'Arts of the Islamic World' at Asian Art Museum in San Francisco
SAN FRANCISCO — SEVEN years ago, when the Asian Art Museum was getting ready to move from its old home in Golden Gate Park to its new Civic Center location, curators found an old rug rolled up on a shelf in storage. The huge carpet was one of 7,000 objects the institution's founder, Avery Brundage, had collected, but the only information about the woolen rug that curators could find listed it as "miscellaneous office furniture."

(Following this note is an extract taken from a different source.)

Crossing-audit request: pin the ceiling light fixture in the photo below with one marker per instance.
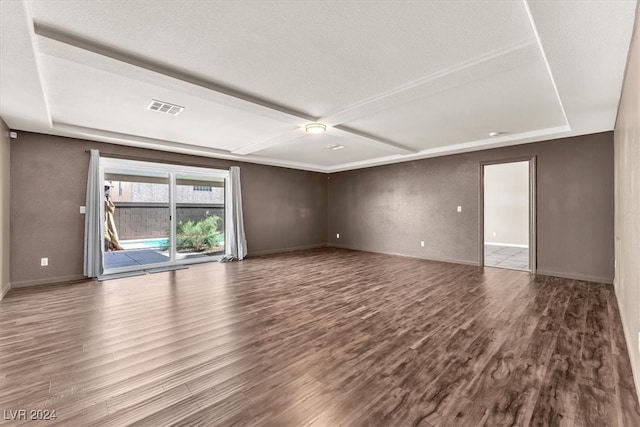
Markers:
(315, 128)
(494, 134)
(165, 107)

Yet even a cursory look at the carpet showed it to be a work of great beauty: finely knotted, expertly dyed a vivid red, with intense blue floral patterns highlighted in gold. Experts examined the rug and determined that it dated from the early 1600s and was probably produced in a workshop sponsored by the great Mughal emperor Akbar, who ruled what is now Pakistan and India.
"We found this not knowing what we had," says Forrest McGill, the museum's chief curator. "It had been sitting there for 40 years."

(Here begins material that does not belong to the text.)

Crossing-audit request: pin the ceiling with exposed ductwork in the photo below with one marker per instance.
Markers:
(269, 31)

Recently the carpet went on display for the first time, part of a small but exquisite show devoted to exploring the multifaceted realm of Muslim art. Called "Arts of the Islamic World From Turkey to Indonesia," the exhibit, which runs through March 1, mines the museum's collection to showcase 60 of its holdings, many of which have never been put on view before.

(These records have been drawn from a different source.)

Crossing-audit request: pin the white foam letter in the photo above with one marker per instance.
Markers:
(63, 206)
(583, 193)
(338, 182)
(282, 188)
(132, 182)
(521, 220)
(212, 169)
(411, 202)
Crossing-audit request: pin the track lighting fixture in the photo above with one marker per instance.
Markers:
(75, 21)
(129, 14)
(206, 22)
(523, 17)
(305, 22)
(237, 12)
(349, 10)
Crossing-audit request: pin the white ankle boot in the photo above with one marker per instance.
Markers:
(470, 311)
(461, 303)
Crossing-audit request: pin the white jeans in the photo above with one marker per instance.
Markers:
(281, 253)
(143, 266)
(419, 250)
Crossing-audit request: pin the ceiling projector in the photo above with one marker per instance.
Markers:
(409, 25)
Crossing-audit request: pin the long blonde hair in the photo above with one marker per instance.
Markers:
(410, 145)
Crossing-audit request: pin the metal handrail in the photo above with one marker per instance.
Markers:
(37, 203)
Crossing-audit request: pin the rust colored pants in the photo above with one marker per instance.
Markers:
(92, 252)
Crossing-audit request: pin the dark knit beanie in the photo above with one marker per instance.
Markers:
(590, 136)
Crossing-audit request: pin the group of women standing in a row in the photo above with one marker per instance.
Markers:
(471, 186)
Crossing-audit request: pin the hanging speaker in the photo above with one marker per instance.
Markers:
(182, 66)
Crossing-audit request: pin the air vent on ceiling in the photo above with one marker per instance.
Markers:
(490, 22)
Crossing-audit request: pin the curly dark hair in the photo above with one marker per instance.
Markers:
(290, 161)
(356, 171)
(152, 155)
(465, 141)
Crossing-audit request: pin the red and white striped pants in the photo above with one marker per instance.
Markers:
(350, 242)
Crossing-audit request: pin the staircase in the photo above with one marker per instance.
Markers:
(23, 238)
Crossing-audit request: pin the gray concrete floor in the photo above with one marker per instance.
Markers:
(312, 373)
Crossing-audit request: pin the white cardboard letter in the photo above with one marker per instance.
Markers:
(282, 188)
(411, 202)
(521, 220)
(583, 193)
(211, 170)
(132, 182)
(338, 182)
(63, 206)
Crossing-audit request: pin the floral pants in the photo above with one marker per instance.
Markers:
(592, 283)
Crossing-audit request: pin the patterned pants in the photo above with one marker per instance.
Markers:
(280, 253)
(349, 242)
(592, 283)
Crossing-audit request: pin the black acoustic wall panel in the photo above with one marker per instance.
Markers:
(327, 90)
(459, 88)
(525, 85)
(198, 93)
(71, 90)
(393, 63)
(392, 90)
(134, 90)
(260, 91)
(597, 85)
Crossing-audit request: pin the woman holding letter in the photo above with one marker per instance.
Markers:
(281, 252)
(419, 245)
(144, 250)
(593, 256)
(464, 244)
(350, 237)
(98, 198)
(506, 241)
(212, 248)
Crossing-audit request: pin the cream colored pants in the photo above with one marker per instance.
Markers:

The show is also intended as a complement to the much-heralded exhibit "Afghanistan: Hidden Treasures From the National Museum, Kabul," which runs from Oct. 24 to Jan. 25 at the museum, its only West Coast venue. The Afghan show features 228 objects -- all dating from before the advent of Islam -- that had been hidden in the war-torn country for 25 years and were rediscovered only in 2003.
McGill says that a traveling show from a country so closely associated with Islam raised the question about art created in the Muslim world, presenting the institution with a chance to dig into its own collection, which is best known for its extensive holdings of Chinese, Japanese and Indian art.
"Over the decades we have not put a lot of emphasis on the Islamic part of Asia, but it's closely connected to the rest," says McGill. "We want to emphasize the huge diversity of the Islamic world. There are huge, important Muslim communities in places like China."